Simple use of Natural Language Processing (NLP) to help cluster Service Desk tickets into categories.
The script uses a process called Latent Dirichlet Allocation (LDA) to model the content of the documents into a mixture of topics. These topics are then tied to certain words, each with its probability distribution. We can then use that model to predict the topics contained in documents it has never seen before. In our particular implementation, we can then automatically suggest to our Service Desk users the most probable action to take, or boilerplate response to send back, based on the contents of the ticket.
The script was written with, and only tested on,
- python==2.7.12
- gensim==0.13.1
- nltk==3.2.1
- stop_words==2015.2.23.1
Multilingual topic models for unaligned text, by J Boyd-Graber, DM Blei
(http://www.auai.org/uai2009/papers/UAI2009_0194_e9b915894f2228eb675c97f199bebe6d.pdf)
Latent Dirichlet Allocation (LDA) with Python by Jordan Barber
(https://rstudio-pubs-static.s3.amazonaws.com/79360_850b2a69980c4488b1db95987a24867a.html)
This project is now archived.

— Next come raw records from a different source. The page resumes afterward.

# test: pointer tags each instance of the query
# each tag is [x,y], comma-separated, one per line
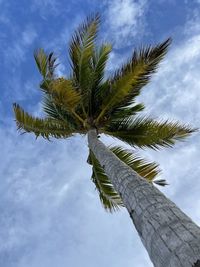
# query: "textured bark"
[170,237]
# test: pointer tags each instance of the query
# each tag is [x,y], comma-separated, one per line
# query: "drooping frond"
[147,170]
[125,113]
[45,63]
[109,198]
[99,60]
[146,132]
[58,112]
[81,49]
[64,94]
[40,127]
[128,81]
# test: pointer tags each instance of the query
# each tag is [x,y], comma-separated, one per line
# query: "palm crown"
[87,100]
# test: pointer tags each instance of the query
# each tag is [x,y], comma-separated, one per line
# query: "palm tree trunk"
[169,236]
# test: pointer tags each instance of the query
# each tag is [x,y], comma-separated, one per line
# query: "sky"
[50,214]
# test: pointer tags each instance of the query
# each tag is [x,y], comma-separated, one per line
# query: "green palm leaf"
[147,170]
[58,112]
[109,198]
[40,127]
[81,50]
[146,132]
[64,93]
[99,60]
[128,81]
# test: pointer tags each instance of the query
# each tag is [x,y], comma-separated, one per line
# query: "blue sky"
[50,214]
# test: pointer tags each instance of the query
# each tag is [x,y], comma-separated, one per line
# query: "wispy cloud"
[125,20]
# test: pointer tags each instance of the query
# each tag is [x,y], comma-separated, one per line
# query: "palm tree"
[89,103]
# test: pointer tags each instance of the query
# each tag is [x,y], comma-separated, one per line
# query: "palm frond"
[40,127]
[58,112]
[81,49]
[64,93]
[109,198]
[146,132]
[147,170]
[127,82]
[125,113]
[99,60]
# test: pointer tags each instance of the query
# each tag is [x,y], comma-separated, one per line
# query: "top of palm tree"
[86,100]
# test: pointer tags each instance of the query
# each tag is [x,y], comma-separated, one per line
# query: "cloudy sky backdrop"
[50,214]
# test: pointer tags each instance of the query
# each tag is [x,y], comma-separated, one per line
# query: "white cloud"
[125,19]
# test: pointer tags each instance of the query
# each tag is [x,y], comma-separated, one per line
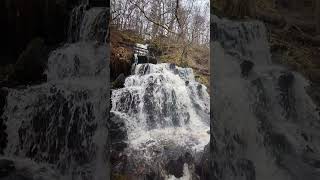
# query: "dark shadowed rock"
[31,64]
[175,167]
[6,167]
[119,82]
[246,67]
[285,80]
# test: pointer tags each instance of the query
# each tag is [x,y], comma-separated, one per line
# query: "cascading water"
[62,124]
[265,126]
[166,116]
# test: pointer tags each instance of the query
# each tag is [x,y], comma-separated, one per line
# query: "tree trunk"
[317,16]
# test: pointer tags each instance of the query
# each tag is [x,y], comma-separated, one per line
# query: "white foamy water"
[162,105]
[61,124]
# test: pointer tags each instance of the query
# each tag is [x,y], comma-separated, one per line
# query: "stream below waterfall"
[165,114]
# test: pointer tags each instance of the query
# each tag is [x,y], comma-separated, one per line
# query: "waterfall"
[165,112]
[62,124]
[265,126]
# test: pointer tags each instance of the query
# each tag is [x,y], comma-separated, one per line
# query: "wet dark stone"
[246,169]
[172,66]
[175,167]
[6,167]
[285,81]
[119,82]
[246,66]
[31,63]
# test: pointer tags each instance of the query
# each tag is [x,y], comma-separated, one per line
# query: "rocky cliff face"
[21,21]
[263,124]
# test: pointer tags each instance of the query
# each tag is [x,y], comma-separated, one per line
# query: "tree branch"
[151,20]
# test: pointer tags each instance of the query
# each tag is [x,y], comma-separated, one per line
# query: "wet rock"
[6,167]
[119,82]
[175,167]
[314,92]
[172,66]
[25,20]
[285,81]
[246,66]
[31,64]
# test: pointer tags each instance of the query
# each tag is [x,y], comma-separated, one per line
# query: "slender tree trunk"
[317,15]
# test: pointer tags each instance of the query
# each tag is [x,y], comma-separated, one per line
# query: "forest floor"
[167,50]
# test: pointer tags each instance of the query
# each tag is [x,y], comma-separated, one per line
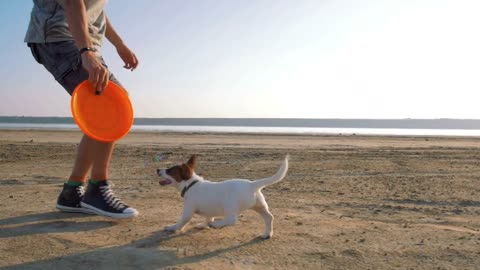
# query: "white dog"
[217,199]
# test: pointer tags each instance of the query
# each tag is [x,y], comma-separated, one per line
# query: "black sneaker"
[69,200]
[100,199]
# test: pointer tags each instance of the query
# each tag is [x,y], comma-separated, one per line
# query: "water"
[261,129]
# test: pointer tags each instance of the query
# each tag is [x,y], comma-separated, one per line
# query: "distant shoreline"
[443,123]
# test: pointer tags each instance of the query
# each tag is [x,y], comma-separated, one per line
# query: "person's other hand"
[128,57]
[97,73]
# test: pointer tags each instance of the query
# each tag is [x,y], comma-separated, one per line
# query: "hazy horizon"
[312,59]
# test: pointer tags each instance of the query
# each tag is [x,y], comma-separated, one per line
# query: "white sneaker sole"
[108,214]
[75,209]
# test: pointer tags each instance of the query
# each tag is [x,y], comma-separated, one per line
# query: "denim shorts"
[63,61]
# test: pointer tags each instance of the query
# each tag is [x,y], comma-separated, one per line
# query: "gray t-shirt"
[49,24]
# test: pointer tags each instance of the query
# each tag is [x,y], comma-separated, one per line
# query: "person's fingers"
[104,82]
[97,78]
[135,62]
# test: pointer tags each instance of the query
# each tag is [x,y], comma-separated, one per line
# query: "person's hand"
[128,57]
[97,73]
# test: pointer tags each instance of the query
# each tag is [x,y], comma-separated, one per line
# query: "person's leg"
[92,156]
[62,60]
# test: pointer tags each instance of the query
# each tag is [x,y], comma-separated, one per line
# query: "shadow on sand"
[50,222]
[145,253]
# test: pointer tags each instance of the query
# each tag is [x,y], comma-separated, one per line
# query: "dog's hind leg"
[205,224]
[261,207]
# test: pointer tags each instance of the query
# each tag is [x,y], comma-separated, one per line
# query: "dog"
[218,199]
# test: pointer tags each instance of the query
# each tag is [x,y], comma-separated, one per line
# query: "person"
[66,36]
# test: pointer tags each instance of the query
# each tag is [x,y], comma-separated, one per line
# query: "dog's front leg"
[182,221]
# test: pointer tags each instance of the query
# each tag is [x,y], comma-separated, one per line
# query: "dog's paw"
[214,225]
[171,228]
[202,225]
[266,236]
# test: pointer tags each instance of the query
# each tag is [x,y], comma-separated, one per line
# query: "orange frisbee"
[107,117]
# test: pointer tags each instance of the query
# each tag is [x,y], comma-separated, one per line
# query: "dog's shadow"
[146,253]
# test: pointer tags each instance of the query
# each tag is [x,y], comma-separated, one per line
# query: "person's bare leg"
[92,155]
[84,160]
[101,160]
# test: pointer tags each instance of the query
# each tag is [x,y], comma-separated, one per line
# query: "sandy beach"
[348,202]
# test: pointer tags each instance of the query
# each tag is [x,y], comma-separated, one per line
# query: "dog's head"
[178,173]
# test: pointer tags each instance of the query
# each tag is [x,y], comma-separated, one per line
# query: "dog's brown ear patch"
[186,172]
[192,162]
[180,172]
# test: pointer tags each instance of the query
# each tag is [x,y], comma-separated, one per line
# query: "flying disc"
[106,117]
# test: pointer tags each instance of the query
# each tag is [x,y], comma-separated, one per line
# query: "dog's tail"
[282,171]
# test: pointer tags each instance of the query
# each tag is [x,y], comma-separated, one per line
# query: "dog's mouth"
[165,182]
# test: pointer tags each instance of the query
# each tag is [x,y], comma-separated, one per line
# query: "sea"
[400,127]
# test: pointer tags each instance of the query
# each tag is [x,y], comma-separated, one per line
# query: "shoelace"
[80,191]
[110,198]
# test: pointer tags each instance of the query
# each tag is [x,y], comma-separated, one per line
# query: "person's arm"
[128,57]
[76,15]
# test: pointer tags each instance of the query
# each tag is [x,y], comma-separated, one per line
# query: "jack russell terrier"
[218,199]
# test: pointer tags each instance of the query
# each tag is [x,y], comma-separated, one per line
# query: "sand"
[348,202]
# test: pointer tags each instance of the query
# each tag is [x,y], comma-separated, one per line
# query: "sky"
[266,58]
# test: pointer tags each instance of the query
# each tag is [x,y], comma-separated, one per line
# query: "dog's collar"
[185,189]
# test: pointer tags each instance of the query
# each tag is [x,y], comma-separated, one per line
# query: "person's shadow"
[146,253]
[49,222]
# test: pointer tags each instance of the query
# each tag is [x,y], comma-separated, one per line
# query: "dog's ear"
[192,162]
[186,172]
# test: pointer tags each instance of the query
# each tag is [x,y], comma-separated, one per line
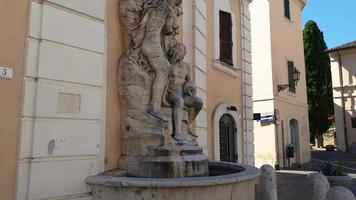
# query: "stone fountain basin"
[227,181]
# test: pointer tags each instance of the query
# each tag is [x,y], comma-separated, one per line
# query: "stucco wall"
[113,116]
[222,86]
[348,62]
[13,26]
[281,40]
[63,115]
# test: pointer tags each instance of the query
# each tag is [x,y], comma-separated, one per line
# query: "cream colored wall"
[286,43]
[261,51]
[300,113]
[265,143]
[348,60]
[113,111]
[63,115]
[13,26]
[222,87]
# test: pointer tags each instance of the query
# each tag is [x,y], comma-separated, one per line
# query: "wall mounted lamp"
[295,75]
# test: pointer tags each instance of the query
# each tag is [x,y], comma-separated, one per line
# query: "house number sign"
[6,73]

It has been useful to solve a one-time problem my team was facing. Unless this situation arises again, no additional work will be put in.
Here are some suggestions for next steps to undertake:
- Turn into more global package, for use in data pipeline
- As incoming text was both french and english, could be made to also spit out detected language -> better boilerplate reply recommendations.